Aparecen los desaparecidos.
Los muertos salen de sus tumbas.
Los aviones vuelan hacia atrás
Los “rockets” suben hacia
los aviones.
Allende dispara.
Las llamas se apagan.
Se saca el casco.
La Moneda se reconstituye íntegra.
Su cráneo se recompone.
Sale a un balcón.
Allende retrocede hasta Tomás Moro.
Los detenidos salen de espalda
de los estadios. 11 de Septiembre.
Regresan aviones con refugiados.
Chile es un país democrático.
Las fuerzas armadas respetan
la constitución.
Los militares vuelven a sus cuarteles.
Renace Neruda.
Vuelve en una ambulancia
a Isla Negra. Le duele la próstata. Escribe.
Víctor Jara toca la guitarra.
Canta
Los discursos entran en las bocas.
El tirano abraza a Prat.
Desaparece. Prat revive.
Los cesantes son recontratados.
Los obreros desfilan cantando
¡Venceremos!.
LA CIUDAD 38
LA CIUDAD 38
Por ahora no sé quién eres
ni adónde estás siempre.
Sé que nos ha tocado vivir
en la misma ciudad
y en un mismo país de la tierra
al mismo tiempo.
Y eso me basta.
Hoy es de noche, pero mañana
saldré como ayer en tu busca.
Estoy seguro sabré reconocerte.
Por si acaso, para que sepas,
andaré como siempre,
con anteojos negros y bastón blanco
PABELLÓN
PABELLÓN
El pabellón es azul verdoso en la penumbra y verde azulado cuando se prenden las luces. Mientras los sanos fabulan males imaginarios el enfermo asiste a la escuela del sufrimiento. El dolor es la fanfarria de una trompeta escarlata y la anestesia es de un hielo azul blanco. El aire del pabellón sin ventanas está tibio. El radiador y la unidad diatérmica zumban. El calefactor que mantiene los instrumentos a la temperatura del cuerpo está encendido. No hay diferencia de calor entre la cánula y la fosa, los fórceps y las pinzas de biopsia. Detrás del trío de tubos de oxígeno las vejigas de gaita del insuflador se inflan y desinflan acompasadamente. Sobre la mesa esterilizada y reluciente la máquina de coser cose y descose. El paraguas se abre y se cierra como una gran flor negra.
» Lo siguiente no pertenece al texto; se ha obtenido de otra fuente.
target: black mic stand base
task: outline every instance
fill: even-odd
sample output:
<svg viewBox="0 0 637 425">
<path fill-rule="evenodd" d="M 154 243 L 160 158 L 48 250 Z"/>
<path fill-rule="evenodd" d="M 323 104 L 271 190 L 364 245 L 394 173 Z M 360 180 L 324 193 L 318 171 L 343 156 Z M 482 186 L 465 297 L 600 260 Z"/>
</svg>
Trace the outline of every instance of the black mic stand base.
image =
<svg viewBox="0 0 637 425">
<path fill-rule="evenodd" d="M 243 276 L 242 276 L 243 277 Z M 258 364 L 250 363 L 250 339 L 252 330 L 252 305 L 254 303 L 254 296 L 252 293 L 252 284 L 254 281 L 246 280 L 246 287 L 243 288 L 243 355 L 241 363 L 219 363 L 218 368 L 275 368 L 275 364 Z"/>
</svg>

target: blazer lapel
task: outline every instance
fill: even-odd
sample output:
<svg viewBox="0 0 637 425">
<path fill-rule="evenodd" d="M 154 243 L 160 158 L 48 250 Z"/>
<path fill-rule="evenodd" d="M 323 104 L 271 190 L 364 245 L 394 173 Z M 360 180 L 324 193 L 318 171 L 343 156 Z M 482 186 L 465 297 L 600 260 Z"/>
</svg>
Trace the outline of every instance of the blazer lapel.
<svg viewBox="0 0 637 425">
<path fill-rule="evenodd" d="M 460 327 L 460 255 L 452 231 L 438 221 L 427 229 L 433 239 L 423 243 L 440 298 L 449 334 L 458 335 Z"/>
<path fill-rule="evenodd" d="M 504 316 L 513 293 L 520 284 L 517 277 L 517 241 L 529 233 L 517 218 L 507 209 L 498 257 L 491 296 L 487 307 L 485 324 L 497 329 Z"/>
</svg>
SOBRE UNA FOTO DEPORTIVA VISTA EN LA PARED DE UN RANCHO
SOBRE UNA FOTO DEPORTIVA VISTA EN LA PARED DE UN RANCHO
1.El gol
Los cansados y viejos campeones se despiden de la pared de barro junto al crucifijo después de ponerle el hombro a un par de terremotos y una larga dictadura. Algunas tardes besados por la luz lenta del ocaso los astros de papel reviven y triunfantes una vez más, desfilan en hombros de multitudes, saludando con un jubiloso manoteo, quizás por última vez antes de hundirse en el olvido.
2. El pase
Manténla en el aire de la portada, en tu poder el máximo tiempo posible, o sea el tiempo indispensable para otear como un camaleón cancha y ver la pista de ceniza con sus perros y las primeras filas de las graderías alambradas.
Es tuya, solamente tuya,
ahora mismo tú la llevas, la levantas,
y la dejas caer como un globo. Piensas como un malabarista manco volando en un avión a chorro y ves allá adelante una cabeza que parece detenida y libre frente al arco. Lo estás mirando todo por el rabillo del ojo, la luna en una encrucijada verde, y entonces haces el pase.
HOY NO HARÉ TRABAJO VOLUNTARIO
HOY NO HARÉ TRABAJO VOLUNTARIO
para Andrés y Mauricio Millán
Aunque en las calles lluevan
palos y piedras hoy debo
atravesar la ciudad revuelta.
Nada podrá detenerme,
ni barricadas llameantes
ni gases lacrimógenos.
Avanzo como un ciempiés
bajo una cáscara de huevo
llevando a casa de mi padre
una pequeña tina de baño
para mi hermano recién nacido.
Y no puedo detenerme.
Después escribo.
πre RÍOS√2021
(Fuente: Marcelo Sepúlveda Ríos)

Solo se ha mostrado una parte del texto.